Canadian Armed Forces veteran James Topp completed the first tenth of his march from Vancouver to Ottawa on Thursday, reaching the town of Grand Forks, British Columbia as he looks ahead to crossing the Columbia and Rocky Mountains into Alberta.
“The support being offered is overwhelming, and I am thankful to everyone who reached out to me,” Topp told True North. “Many have opened their homes to me or offered donations. People have pulled over to wish me well and even marched with me for a while. It is the most amazing thing to be a part of.”
Topp also wanted to thank his support crew through the first portion of his journey, whom he described as “vital to the success of the mission so far.”
“They are Jeremy, Cristian, Dallas, Dan, Esther, and David, the owner of the RV who saw us through to Hope in the first phase of the march. There are other names I have not mentioned working super hard behind the scenes, and I am thankful to them all for making this mean something.”
Topp began his 4395-kilometre trek on Feb. 20, departing from the Terry Fox monument at Vancouver’s B.C. place in solidarity with the truckers and working Canadians to bring an end to overbearing government mandates.
The march began the same weekend that police cracked down on Ottawa convoy protesters under Prime Minister Justin Trudeau’s implementation of the Emergencies Act, an event that Topp told True North had only strengthened his resolve.
Topp said that everywhere he goes, he has heard stories from people like himself whose mental health and livelihoods have been devastated by government mandates during the pandemic.
“Everywhere I meet people, I hear their stories and the stories are amounting to an overwhelming amount of individuals suffering due to government overreach,” Topp wrote on Wednesday. “I am marching to carry these stories to Ottawa. I want to thank every person who has entrusted me with their story. It increases my resolve more and more each day.”
Topp continues to follow Highway 3 – also called the Crowsnest Highway – which skirts along B.C.’s border with the US. The route contains a number of small but historic communities including Midway and Greenwood, which has retained its historical designation as a city despite a current population of under 1000.
“On our way, we were welcomed by Baily, a health worker who was also fired from her job of serving the elderly with care after failing to comply with the mandate. She shared her story, as so many fellow Canadians have,” Topp wrote.
“On our way out of Greenville, we met John and his wife Annie who drove all the way from Victoria to meet us. John is a longtime airline pilot who is no longer working in that capacity, also due to the unjust mandate. John decided to join us in the march for the rest of the day, quite a feat on this cold day.”

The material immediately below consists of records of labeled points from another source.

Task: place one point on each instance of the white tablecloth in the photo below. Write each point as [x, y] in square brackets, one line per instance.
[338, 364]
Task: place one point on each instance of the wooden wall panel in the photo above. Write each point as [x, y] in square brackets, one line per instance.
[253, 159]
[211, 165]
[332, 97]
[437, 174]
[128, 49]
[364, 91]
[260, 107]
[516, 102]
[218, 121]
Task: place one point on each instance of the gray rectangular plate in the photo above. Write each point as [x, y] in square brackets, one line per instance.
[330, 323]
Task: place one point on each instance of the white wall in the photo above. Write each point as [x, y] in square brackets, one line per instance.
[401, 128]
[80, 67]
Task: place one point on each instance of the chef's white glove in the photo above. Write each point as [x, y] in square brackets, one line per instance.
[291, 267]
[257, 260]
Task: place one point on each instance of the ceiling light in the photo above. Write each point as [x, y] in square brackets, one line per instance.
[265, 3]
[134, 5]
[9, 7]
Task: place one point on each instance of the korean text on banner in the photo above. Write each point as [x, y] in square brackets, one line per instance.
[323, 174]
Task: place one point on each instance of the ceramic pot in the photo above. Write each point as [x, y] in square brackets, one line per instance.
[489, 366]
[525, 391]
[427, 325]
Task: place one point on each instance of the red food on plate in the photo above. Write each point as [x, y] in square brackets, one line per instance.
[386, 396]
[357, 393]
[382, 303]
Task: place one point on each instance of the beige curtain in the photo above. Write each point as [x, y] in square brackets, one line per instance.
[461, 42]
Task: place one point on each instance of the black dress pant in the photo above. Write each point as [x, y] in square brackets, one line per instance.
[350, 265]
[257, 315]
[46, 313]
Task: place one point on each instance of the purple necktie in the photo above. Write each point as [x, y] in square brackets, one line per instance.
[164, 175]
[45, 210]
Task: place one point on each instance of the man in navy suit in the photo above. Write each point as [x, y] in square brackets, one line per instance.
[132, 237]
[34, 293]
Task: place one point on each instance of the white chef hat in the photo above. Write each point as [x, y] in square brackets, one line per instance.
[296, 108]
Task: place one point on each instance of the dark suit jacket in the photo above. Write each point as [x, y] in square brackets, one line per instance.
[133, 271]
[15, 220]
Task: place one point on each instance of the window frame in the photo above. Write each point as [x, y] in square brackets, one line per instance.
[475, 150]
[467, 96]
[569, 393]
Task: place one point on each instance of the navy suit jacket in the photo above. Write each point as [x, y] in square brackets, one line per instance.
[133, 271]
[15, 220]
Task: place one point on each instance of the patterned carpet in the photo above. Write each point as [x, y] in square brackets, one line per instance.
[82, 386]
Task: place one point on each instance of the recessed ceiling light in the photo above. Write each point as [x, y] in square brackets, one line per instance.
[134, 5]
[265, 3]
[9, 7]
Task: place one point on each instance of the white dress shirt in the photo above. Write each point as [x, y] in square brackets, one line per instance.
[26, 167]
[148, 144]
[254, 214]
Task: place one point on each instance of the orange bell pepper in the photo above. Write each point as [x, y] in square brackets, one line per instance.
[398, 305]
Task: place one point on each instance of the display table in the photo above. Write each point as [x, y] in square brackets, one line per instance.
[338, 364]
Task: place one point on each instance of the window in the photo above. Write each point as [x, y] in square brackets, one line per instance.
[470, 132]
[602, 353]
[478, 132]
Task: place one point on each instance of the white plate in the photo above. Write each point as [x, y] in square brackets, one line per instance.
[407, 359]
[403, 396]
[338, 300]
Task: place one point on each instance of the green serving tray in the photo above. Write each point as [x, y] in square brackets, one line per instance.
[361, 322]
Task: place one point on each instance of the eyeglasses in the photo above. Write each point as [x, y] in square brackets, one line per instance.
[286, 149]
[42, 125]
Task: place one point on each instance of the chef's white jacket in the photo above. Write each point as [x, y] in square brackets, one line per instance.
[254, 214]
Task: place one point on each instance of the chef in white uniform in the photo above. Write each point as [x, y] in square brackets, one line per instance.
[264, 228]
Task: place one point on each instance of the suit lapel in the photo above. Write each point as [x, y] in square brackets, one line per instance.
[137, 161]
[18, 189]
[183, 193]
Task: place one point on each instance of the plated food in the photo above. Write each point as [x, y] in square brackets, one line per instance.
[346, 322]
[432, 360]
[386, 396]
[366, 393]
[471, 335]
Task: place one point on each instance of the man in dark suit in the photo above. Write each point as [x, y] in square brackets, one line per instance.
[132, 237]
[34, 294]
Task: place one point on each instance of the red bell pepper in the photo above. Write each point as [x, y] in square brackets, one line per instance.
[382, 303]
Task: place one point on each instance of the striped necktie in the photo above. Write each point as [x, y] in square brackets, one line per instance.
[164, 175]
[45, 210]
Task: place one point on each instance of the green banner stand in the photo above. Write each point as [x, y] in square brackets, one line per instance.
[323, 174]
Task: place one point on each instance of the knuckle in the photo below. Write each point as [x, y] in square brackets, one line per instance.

Travelling across the Okanagan plateau will give Topp some flat land before he heads into the final two stretches of B.C.’s mountains, including the Columbian Mountains that serve as the western boundary of the Kootenay region. After that, Topp and his crew face the Rockies, where they will follow the Crowsnest Pass into Alberta.
“I am being realistic about hitting the mountains,” Topp told True North. “I respect the dangers that are present in the terms of weather and terrain. I am taking precautions by keeping daily distances shorter and having a safety vehicle nearby. I have people watching my back as we lean into this part of the journey.”
Topp’s progress can be followed on his website CanadaMarches.ca, which includes live GPS of his location, a blog and links to social media, as well as information for people wishing to volunteer or offer night support.